Consultados sobre la evolución de la inflación de precios, un 65 por ciento de los empresarios estimó que estará por arriba del 25 por ciento anual en 2017. Solo un 7 por ciento sostiene que los índices de inflación se enmarcarán dentro del objetivo de 20 por ciento o menos propuesto por el Banco Central y un 28 por ciento considera que estará entre un 20 y un 25 por ciento. Respecto al aumento del salario de sus trabajadores solo un 36 por ciento de los consultados confirmó que acordó ajustes paritarios por encima del 20 por ciento, consolidándose la pérdida de poder adquisitivo del año 2016 e incluso con amplias posibilidades de que suceda nuevamente en 2017. En tanto, un 18 por ciento de las empresas afirma haber despedido personal, variable incluso superior al 12 por ciento que registraron despidos en el primer trimestre de 2017. A la hora de evaluar el desempeño individual de las empresas en el marco del nuevo contexto económico nacional, un 39 por ciento considera que es malo o muy malo, un 38 por ciento regular y un 23 por ciento bueno o muy bueno.

Respecto de la opinión que tienen sobre las elecciones de medio término, un 66,3 por ciento considera que las elecciones legislativas no modificarán las condiciones de sus actividades, dando así una señal fuerte en términos de credibilidad de la política como instrumento de mejora económica o social.
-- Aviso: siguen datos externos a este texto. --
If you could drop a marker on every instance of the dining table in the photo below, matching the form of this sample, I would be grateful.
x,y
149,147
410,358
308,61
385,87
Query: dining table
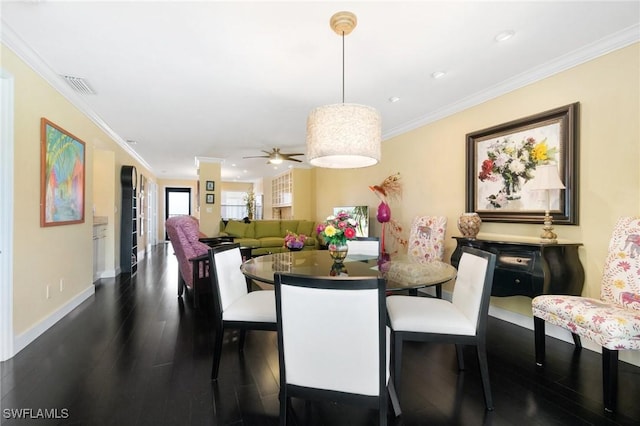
x,y
399,271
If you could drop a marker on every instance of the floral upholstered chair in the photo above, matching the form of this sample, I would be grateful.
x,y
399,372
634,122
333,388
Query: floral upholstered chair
x,y
613,321
426,241
192,254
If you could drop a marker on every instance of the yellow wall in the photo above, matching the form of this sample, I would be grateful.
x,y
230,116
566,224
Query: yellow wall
x,y
431,160
210,213
45,256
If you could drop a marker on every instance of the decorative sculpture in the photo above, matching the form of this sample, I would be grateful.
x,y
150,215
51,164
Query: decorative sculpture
x,y
389,190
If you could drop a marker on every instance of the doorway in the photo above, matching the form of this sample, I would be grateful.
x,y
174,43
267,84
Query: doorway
x,y
177,202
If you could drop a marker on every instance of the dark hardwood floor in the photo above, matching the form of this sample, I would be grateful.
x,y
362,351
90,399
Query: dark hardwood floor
x,y
135,354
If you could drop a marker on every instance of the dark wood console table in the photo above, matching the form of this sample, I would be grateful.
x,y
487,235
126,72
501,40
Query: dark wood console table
x,y
530,268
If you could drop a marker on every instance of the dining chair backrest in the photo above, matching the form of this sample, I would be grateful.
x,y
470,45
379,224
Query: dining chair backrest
x,y
332,333
229,282
365,246
621,275
426,238
472,291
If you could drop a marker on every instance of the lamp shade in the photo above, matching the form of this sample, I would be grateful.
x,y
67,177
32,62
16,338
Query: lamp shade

Entre los flagelos que padecen las empresas nacionales, un 52 por ciento de los encuestados dijo que su actividad se ve perjudicada por la apertura de las importaciones, el aumento desproporcionado de las tarifas y la fuerte caída del mercado interno.

A esto deben agregarse los distintos factores que debilitan a las pequeñas y medianas empresas de las economías regionales que se esfuerzan para sobrevivir a las nuevas reglas de juego impulsadas desde el poder central, que generaron condiciones muy desfavorables para el empresariado nacional, con créditos a tasas que parecen salvavidas de plomo, o la falta de políticas diferenciadas que tengan en cuenta las particularidades de las regiones. Un párrafo aparte merece el problema que representa la pesada carga impositiva que sobrellevan las pymes y el empeño de organismos como la Administración Federal de Ingresos Públicos que muchas veces terminan sofocando al quehacer productivo.

Es evidente que se está frente a un escenario económico y social que está muy lejos de recuperarse, en gran medida porque no se promueven políticas que apuntalen en serio el trabajo del empresariado argentino y que lo reconozcan como lo que es: un factor fundamental para el desarrollo del país.